If you’re purchasing cosmetic grade ingredients from reputable suppliers, no, you do not need to worry about Prop 65 warnings.
You might’ve seen warnings like this when shopping for ingredients:
“This product may contain trace levels of chemicals known to the state of California to cause cancer, birth defects, or other reproductive harm: … ”
Prop 65 warnings call out the potential for certain ingredients/compound to be present, regardless of concentration, dosage, risk, and actual presence of the compound. This makes those warnings sound a lot more scary than they are.
From Prop 65: Disneyland Is Bad for Your Health?:
Prop 65’s dire and dramatic warning on coffee, for example, is based on the ubiquitous presence of acrylamide, found in almost everything cooked at high temperatures. No study has ever determined coffee to be carcinogenic to humans. In fact, a 2018 statement from FDA Commissioner Dr. Scott Gottlieb stated clearly: “Although acrylamide at high doses has been linked to cancer in animals, and coffee contains acrylamide, current science indicates that consuming coffee poses no significant risk of cancer.”
From The New York Times:
The Prop 65 label is like a noisy alarm that rings equally loudly about smaller amounts of low-risk substances and huge amounts of potentially harmful chemicals. The labels don’t say how much of the chemical is present, or how much it would really take to make a person sick. You could get the same alarming label on potato chips (acrylamide), chemotherapy (uracil mustard), lumber (wood dust), or toxic runoff (arsenic). It’s obviously helpful to be alerted to the presence of potentially harmful chemicals. But not all doses of these different chemicals mean the same thing.

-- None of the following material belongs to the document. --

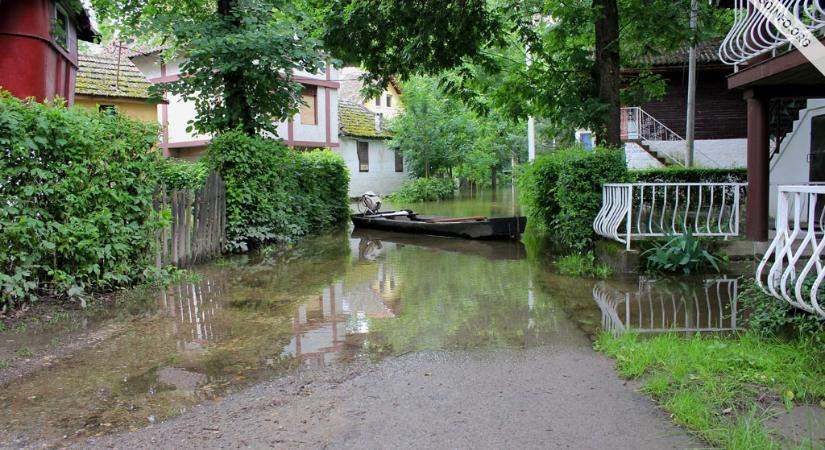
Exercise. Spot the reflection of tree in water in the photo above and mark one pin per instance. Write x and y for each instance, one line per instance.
(700, 305)
(451, 300)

Imagine if a warning label accompanied every risk you took on a regular basis, from driving on the freeway to baking gel nail polish under UV light. Fear is powerful, but it should be commensurate with the danger, and the Prop 65 label tends to equalize risk in a way that actually might actively harm people’s ability to judge danger.
TKB Trading has a great FAQ on Prop 65 warnings that you can read here.
If you’re worried about a chemical that is called out in a warning, I recommend starting your research at CosmeticsInfo.org. What is the safe level? Then compare that with the data sheet for the ingredient; it will almost certainly comply (I’ve never found one that doesn’t). After that, consider the concentration that you’re likely to use that ingredient at.
For example: The concern usually brought up in regard PEGs is the potential contamination with 1,4-dioxane. 1,4-dioxane is NOT an ingredient in PEGs. Think of it a bit like M. bovis (a bacterial species of the M. tuberculosis complex); this is not an ingredient in milk, it’s a potential contaminant, and steps are taken to reduce that contaminant, which is why we generally do not worry about contracting tuberculosis from milk anymore.
1,4-dioxane a well-known potential contaminant, and the industry works hard to reduce that contamination as much as possible. The European Commission Scientific Committee on Consumer Safety concluded “1,4-dioxane amounts in cosmetic products are considered safe for consumers at trace levels of ≤10 ppm”. By checking the data sheet, you can see that the Glyceryl Stearate (and) PEG-100 Stearate sold by Lotion Crafter is declared to comply with this—and on top of that, you wouldn’t be applying that ingredient directly to the skin, so anything you’d actually encounter would be even less concentrated.